Farah Zeynep Abdullah (born 17 August 1989) is a Turkish actress.

Early life
Farah Zeynep Abdullah was born on 17 August 1989, in Beşiktaş, Istanbul. Her maternal grandfather is Turkish from Erzincan, while her grandmother is of Bosnian descent. Her maternal family also has Macedonian and Crimean origins. Her father, Osman, is of Iraqi Turkmen ancestry. Due to war, he immigrated to Turkey as a child, but still completed his military service in Iraq. Her paternal grandmother is originally from Pljevlja, Montenegro. Abdullah has two brothers. Her secondary education was spent at the Lycée Français Saint-Michel in Istanbul until her family moved to London due to her father's job.

Career

In 2010, during her studies at the University of Kent, Abdullah was offered a role in the melodrama Öyle Bir Geçer Zaman ki, for which she completed 2 seasons and 79 episodes. The series also won her a Best Supporting Actress award at the Antalya Television Awards in 2011.
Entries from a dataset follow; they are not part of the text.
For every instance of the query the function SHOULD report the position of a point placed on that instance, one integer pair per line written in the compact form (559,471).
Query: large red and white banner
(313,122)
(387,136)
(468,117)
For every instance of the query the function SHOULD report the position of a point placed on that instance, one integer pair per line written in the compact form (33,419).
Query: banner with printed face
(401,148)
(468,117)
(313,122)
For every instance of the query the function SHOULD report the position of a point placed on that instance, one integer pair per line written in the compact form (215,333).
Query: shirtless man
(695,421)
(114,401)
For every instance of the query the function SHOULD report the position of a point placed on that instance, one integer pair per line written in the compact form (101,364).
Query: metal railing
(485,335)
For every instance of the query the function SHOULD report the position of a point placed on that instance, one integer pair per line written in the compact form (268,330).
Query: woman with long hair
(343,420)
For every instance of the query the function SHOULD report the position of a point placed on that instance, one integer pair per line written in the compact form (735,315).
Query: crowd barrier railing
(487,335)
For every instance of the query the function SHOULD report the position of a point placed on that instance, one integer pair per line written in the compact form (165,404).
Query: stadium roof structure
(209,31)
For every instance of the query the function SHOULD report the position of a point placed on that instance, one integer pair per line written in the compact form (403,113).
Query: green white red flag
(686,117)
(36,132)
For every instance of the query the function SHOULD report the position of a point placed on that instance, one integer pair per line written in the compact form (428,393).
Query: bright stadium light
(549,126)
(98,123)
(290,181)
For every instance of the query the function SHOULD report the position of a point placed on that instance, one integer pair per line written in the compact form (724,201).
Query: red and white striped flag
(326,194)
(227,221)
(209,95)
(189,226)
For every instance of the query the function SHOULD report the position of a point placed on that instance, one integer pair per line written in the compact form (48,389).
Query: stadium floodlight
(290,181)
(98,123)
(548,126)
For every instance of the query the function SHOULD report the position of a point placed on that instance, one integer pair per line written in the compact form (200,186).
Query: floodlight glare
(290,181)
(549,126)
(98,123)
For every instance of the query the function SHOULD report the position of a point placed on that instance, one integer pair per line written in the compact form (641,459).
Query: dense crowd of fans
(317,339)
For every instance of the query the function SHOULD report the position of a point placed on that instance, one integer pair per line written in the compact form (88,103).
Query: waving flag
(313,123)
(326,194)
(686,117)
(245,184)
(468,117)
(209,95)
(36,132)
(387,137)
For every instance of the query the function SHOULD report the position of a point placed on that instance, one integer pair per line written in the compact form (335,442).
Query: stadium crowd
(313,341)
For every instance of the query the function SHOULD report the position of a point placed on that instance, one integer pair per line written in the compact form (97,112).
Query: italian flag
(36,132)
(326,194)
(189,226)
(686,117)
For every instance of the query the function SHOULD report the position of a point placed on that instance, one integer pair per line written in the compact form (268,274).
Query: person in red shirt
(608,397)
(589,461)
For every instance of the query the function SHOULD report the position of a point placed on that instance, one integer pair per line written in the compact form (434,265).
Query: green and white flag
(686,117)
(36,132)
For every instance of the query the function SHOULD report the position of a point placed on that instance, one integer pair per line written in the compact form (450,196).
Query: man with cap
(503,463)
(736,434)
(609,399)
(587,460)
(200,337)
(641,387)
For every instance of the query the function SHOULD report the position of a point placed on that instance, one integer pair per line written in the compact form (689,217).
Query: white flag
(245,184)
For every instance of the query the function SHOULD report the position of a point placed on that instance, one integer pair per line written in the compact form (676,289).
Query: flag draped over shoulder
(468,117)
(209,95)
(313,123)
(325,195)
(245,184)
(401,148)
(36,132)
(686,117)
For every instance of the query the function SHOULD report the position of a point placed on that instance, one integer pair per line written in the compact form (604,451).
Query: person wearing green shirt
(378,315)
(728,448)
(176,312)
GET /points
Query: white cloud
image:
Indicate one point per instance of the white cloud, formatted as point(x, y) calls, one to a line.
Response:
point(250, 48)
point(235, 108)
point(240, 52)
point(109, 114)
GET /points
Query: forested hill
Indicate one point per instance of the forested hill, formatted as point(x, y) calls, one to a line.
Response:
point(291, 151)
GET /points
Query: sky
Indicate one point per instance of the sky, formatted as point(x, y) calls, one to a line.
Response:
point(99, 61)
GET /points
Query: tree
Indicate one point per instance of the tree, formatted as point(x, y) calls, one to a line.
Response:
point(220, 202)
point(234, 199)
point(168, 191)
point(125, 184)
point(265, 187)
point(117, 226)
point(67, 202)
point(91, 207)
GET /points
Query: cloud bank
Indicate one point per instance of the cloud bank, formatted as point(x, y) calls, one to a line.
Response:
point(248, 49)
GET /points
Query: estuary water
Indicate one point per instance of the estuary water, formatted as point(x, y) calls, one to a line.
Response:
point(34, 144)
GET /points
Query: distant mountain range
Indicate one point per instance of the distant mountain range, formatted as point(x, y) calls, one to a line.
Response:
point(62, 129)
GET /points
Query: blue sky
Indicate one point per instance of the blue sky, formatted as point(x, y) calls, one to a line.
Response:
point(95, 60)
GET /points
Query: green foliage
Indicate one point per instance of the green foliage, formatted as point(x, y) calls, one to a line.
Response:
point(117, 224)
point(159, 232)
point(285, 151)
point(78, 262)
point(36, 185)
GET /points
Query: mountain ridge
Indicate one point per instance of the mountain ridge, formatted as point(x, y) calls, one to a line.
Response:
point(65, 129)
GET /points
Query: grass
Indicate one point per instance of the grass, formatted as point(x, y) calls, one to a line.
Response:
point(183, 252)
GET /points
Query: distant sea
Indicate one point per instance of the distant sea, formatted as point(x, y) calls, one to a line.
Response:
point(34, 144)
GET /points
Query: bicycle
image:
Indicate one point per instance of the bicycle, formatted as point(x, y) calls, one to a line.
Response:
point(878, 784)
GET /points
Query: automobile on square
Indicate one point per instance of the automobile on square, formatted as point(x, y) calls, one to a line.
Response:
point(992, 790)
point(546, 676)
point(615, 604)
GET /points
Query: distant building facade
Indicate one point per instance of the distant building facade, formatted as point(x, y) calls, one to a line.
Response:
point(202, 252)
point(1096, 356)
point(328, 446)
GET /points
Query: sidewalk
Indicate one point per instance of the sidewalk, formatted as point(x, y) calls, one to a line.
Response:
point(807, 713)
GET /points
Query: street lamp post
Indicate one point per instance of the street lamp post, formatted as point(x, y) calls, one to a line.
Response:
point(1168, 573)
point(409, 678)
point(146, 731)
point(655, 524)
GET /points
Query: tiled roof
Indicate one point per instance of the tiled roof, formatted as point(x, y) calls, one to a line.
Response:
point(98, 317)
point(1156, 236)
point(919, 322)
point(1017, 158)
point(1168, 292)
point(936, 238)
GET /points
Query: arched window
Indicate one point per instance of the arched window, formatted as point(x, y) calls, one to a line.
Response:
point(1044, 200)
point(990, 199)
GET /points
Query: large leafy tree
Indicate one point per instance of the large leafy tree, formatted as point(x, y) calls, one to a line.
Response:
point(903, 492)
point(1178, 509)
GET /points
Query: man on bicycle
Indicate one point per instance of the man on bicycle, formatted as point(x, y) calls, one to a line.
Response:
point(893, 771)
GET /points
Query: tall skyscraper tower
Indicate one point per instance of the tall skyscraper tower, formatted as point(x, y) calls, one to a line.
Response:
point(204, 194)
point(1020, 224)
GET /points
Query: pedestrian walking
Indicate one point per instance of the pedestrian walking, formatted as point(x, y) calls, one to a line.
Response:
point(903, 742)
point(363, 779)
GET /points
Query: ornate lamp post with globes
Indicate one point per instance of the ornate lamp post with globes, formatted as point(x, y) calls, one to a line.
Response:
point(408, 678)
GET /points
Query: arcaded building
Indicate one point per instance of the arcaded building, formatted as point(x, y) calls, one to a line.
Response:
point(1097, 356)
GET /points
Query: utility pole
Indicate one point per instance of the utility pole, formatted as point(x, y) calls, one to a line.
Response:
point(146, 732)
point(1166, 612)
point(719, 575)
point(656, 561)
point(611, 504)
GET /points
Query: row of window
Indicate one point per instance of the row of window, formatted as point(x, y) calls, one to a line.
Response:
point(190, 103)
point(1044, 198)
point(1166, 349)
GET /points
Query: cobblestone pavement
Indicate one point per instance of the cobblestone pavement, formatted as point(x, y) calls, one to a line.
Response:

In 2013, she appeared in Yılmaz Erdoğan's film Kelebeğin Rüyası ("The Butterfly's Dream") with Kıvanç Tatlıtuğ. It was selected by the Minister of Culture and Tourism as Turkey's candidate for the 2014's Academy Awards. For the role, Abdullah won the trophy for Best Supporting Actress at the 18th Sadri Alışık Cinema and Theatre Awards.

In 2014, she appeared in the film Bi Küçük Eylül Meselesi ("A Small September Affair") with Engin Akyürek. She then worked for the second time alongside Kıvanç Tatlıtuğ in the period drama Kurt Seyit ve Şura. Abdullah later starred in director Çağan Irmak's musical romance film Unutursam Fisilda ("Whisper If I Forget"). The role brought her multiple awards as she stunned audiences with her acting and singing skills.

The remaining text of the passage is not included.